Kean picked it up and examined it.
“So you’ve stumbled on that, too. You’ve been pretty thorough, Hatter.”
“You knew, then?”
“That Sybil’s first husband was alive? I’ve known it for the last six years. As a matter of fact, I fetched him from Germany myself and placed him in an asylum in Dorset. You know he’s hopelessly insane, I suppose. Three specialists have pronounced him incurable.”
“You’ve lived with Sybil for six years, knowing all the time that Gerald Lee was alive?”
Kean looked at him with frank speculation in his eyes.

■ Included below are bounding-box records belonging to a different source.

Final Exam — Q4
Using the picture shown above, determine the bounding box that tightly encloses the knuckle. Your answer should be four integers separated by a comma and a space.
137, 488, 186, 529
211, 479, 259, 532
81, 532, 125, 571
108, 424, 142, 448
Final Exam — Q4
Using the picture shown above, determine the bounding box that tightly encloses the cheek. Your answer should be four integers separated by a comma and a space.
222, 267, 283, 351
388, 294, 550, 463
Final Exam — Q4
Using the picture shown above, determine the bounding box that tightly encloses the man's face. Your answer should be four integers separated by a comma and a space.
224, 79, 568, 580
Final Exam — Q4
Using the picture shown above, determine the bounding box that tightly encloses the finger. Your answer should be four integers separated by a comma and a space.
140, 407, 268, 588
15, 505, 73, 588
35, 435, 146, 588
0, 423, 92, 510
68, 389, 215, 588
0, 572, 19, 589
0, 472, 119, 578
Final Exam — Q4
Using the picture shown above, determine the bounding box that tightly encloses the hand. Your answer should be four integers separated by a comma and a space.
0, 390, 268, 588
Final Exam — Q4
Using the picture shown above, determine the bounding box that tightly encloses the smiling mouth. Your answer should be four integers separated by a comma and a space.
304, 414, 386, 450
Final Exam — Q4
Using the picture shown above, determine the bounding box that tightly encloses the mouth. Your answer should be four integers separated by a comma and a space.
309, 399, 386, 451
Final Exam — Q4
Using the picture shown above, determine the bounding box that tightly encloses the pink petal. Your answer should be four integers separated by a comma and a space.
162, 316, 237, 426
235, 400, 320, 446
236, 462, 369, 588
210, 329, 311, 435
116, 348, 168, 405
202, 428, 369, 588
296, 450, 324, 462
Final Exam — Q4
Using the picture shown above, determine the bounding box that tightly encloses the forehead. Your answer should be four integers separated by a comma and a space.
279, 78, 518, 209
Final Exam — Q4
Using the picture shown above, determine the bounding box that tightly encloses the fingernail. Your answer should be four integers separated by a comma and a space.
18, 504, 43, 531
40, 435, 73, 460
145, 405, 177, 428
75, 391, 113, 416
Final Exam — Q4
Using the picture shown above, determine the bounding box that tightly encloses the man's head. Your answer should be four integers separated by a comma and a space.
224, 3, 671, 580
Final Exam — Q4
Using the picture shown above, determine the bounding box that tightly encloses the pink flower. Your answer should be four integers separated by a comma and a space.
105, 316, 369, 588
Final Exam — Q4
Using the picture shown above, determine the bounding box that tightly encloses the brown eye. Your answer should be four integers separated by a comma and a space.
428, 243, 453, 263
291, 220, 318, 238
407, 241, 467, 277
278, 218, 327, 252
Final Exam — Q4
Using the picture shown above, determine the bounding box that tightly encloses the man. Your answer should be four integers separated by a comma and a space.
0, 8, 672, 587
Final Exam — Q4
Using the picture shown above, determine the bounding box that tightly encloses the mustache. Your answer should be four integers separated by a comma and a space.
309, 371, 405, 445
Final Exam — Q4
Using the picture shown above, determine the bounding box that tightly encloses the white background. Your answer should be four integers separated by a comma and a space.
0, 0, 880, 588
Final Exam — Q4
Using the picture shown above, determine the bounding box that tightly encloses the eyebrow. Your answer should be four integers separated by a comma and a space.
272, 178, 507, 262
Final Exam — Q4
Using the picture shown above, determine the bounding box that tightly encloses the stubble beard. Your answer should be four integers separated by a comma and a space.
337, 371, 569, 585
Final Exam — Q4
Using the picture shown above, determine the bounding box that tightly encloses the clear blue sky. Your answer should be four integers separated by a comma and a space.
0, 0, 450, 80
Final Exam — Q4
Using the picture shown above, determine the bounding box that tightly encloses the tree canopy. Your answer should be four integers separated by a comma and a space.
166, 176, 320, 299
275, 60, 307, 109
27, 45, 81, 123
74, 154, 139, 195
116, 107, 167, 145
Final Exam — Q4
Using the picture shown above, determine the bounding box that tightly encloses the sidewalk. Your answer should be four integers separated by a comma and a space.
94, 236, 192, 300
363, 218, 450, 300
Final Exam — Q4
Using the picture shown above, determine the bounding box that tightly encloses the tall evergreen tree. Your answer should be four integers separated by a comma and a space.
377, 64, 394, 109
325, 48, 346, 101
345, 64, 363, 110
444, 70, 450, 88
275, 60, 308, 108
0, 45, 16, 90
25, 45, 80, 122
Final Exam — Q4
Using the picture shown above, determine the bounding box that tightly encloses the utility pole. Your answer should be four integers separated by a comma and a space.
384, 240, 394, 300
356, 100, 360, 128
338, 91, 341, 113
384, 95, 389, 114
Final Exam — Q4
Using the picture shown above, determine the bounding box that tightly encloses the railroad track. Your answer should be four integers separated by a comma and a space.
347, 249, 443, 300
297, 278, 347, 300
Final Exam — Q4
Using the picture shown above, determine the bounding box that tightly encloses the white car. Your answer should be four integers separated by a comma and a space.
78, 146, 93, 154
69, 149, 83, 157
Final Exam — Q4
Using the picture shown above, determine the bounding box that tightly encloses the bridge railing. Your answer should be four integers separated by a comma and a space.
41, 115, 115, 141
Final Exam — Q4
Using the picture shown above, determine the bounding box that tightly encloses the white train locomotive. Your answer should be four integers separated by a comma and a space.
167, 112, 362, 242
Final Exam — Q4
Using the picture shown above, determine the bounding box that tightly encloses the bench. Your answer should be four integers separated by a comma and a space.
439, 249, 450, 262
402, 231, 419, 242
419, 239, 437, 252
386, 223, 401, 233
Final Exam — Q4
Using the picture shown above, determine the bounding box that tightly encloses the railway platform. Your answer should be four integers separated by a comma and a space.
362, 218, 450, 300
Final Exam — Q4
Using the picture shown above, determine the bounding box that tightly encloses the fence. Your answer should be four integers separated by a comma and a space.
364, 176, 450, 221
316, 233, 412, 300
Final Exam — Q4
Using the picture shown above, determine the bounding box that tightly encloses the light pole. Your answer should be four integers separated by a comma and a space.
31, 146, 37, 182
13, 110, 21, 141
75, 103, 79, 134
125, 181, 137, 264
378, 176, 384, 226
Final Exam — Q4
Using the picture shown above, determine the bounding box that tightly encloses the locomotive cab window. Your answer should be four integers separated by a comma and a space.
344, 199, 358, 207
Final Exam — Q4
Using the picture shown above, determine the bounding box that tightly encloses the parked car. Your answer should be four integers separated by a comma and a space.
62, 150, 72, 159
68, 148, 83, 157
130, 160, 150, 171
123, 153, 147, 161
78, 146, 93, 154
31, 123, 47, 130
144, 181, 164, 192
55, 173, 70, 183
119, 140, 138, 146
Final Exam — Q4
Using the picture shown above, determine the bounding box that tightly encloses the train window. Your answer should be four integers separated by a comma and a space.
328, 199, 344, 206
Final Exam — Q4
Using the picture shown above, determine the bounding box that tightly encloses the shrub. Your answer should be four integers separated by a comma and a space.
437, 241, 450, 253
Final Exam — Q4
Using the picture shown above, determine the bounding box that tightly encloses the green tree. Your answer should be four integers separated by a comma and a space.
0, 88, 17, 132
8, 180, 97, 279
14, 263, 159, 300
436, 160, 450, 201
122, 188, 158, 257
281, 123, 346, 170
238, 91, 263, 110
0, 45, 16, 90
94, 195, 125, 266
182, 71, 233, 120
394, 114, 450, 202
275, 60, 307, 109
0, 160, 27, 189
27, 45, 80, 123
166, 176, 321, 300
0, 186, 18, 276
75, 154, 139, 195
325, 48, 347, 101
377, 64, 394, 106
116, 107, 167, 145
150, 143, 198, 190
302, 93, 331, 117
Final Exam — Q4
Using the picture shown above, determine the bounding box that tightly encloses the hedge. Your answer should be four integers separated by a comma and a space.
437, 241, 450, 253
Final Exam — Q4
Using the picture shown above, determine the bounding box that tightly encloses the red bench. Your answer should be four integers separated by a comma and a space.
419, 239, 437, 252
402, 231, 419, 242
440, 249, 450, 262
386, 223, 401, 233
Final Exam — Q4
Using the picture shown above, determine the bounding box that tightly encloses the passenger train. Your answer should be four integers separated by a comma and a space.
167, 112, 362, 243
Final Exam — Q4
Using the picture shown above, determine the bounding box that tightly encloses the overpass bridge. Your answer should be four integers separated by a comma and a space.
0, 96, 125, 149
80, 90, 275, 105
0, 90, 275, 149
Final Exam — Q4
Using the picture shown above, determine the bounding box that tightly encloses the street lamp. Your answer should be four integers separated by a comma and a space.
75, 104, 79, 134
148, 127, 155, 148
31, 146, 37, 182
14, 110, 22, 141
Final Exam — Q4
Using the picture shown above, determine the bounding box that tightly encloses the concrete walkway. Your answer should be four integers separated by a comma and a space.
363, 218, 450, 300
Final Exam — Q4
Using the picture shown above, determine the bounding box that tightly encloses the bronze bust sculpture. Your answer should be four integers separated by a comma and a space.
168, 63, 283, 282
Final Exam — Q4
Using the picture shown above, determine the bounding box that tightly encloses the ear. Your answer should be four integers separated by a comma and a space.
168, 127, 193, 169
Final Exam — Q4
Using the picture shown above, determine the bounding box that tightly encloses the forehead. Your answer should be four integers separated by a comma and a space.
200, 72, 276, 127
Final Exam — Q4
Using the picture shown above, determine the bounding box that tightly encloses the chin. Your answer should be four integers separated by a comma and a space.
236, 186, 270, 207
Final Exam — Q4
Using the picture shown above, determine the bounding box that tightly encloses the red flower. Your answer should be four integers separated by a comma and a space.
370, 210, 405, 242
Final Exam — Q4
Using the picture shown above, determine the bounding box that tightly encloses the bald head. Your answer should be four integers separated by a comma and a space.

“What would you have done in my place, I wonder,” he said quietly. “Sybil’s heart was in such a state that any shock might prove fatal. Lee was hopelessly insane, incapable even of recognizing her. I’m not exaggerating when I say that the mere sight of him would have killed her. Rather than take the chance of the knowledge of his existence reaching her now, I would kill you, here in this room, with my own hands, and take the consequences.”
He spoke quite gently, but his voice carried conviction and Fayre realized that he would shrink from nothing in the effort to spare his wife.
“Sybil knows,” he said and, even as he spoke, he felt that he would have given anything to unsay the words.
For the first time Kean’s composure deserted him. His face became suddenly grey and lined. “Impossible!”